HomeTemat głównyBurmistrzu! Jest sprawa…

Burmistrzu! Jest sprawa…

burmistrz

Czy trudno jest się umówić na rozmowę z włodarzem Łęczycy? W urzędzie nie ma wyznaczonego dnia przyjęć petentów, a jednak burmistrz – jak usłyszeliśmy – znajduje czas na spotkania z mieszkańcami.

Przedstawiciele wydziału promocji łęczyckiego magistratu zapewniają, że wcale nie jest trudno porozmawiać z Pawłem Kuleszą.

– Wystarczy wcześniej zadzwonić do sekretariatu i umówić się na spotkanie.
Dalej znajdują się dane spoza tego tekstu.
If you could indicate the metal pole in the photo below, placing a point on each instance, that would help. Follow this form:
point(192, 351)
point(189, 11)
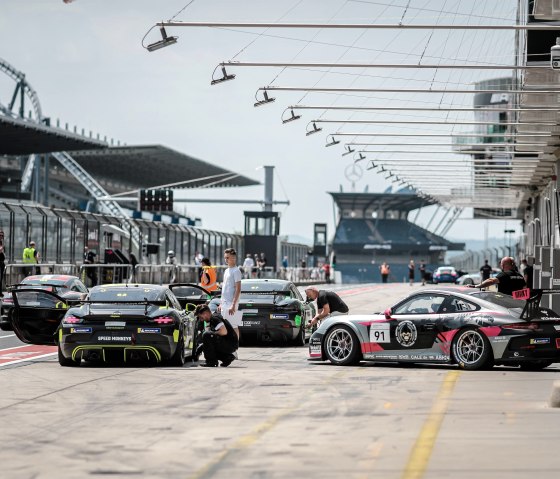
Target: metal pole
point(268, 187)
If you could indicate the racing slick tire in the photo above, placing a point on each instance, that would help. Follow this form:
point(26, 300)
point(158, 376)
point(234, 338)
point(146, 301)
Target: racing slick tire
point(535, 365)
point(300, 338)
point(67, 362)
point(472, 350)
point(342, 346)
point(178, 358)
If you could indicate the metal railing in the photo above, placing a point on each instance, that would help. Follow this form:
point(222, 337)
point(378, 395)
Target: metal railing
point(15, 273)
point(94, 274)
point(99, 273)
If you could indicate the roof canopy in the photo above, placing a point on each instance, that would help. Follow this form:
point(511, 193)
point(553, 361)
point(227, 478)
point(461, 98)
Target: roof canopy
point(24, 137)
point(380, 201)
point(145, 166)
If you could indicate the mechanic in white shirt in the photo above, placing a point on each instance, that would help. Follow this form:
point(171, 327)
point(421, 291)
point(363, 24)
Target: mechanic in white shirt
point(231, 289)
point(248, 265)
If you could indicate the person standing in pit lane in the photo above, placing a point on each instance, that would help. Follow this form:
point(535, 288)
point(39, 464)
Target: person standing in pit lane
point(231, 290)
point(328, 304)
point(508, 281)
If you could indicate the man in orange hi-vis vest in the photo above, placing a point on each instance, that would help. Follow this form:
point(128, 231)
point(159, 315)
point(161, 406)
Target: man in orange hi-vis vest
point(385, 270)
point(208, 276)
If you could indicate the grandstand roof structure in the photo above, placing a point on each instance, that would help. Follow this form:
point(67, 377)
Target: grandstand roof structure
point(130, 167)
point(406, 200)
point(24, 137)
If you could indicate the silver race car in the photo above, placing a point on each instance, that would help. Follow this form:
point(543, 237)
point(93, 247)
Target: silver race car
point(474, 329)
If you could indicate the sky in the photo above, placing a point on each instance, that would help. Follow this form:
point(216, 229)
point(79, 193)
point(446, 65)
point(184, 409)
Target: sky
point(86, 62)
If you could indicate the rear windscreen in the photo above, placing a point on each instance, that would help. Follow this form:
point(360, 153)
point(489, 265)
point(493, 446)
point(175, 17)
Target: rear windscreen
point(503, 300)
point(264, 287)
point(35, 299)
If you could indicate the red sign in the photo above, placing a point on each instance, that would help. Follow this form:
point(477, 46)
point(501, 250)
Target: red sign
point(524, 293)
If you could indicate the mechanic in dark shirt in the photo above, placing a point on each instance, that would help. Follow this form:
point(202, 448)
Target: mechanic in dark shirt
point(485, 270)
point(219, 340)
point(508, 281)
point(328, 304)
point(527, 273)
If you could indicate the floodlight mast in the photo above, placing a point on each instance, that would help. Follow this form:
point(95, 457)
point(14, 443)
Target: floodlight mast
point(164, 42)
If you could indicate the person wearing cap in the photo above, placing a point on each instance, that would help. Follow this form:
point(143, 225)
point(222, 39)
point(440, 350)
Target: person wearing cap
point(219, 340)
point(172, 261)
point(328, 304)
point(30, 256)
point(209, 276)
point(508, 281)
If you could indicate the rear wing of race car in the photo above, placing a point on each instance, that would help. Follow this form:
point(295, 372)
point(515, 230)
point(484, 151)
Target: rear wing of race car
point(146, 303)
point(268, 293)
point(533, 302)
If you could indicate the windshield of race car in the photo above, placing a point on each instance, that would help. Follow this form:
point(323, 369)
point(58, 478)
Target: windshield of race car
point(503, 300)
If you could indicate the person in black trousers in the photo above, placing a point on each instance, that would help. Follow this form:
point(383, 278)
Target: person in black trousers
point(219, 340)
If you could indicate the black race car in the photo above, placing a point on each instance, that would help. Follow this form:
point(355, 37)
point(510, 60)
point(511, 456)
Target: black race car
point(66, 286)
point(191, 295)
point(273, 310)
point(115, 322)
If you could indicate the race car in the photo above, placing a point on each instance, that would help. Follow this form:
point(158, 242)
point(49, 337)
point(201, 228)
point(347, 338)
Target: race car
point(115, 322)
point(273, 310)
point(471, 328)
point(191, 295)
point(66, 286)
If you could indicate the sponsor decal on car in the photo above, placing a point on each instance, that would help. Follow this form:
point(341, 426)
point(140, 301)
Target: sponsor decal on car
point(80, 330)
point(406, 333)
point(114, 338)
point(149, 330)
point(539, 341)
point(379, 333)
point(315, 350)
point(251, 323)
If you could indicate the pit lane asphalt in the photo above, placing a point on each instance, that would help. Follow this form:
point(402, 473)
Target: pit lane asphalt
point(274, 414)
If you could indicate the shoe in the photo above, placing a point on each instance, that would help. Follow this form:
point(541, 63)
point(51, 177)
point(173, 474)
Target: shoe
point(228, 361)
point(209, 365)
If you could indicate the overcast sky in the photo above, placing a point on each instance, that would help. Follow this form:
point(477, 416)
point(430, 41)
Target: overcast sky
point(87, 65)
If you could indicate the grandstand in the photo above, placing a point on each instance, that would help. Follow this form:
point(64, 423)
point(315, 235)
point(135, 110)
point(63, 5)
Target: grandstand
point(374, 227)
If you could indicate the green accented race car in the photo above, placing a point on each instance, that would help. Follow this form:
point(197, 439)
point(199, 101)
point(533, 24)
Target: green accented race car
point(115, 322)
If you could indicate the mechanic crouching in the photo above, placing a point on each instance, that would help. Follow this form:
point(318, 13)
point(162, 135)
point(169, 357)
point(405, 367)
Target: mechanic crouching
point(219, 340)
Jak tylko pan burmistrz dysponuje czasem, to zawsze takie spotkania dochodzą do skutku. Jest też wiele osób, które dysponują bezpośrednim telefonem do burmistrza. Gdy nie ma potrzeby rozmowy w magistracie, to sprawa załatwiana jest telefonicznie – słyszymy od bliskich współpracowników burmistrza Pawła Kuleszy.

Włodarz potwierdza, że spotkania z mieszkańcami są dla niego ważne.

– Rozmawiamy głównie o kwestiach związanych z życiem na osiedlach, inwestycjach. Dominują sprawy bliskie mieszkańcom związane z remontami dróg i chodników, dostępnością mieszkań komunalnych oraz socjalnych, nowymi nasadzeniami roślinności, porządkiem i bezpieczeństwem w mieście – mówi P. Kulesza.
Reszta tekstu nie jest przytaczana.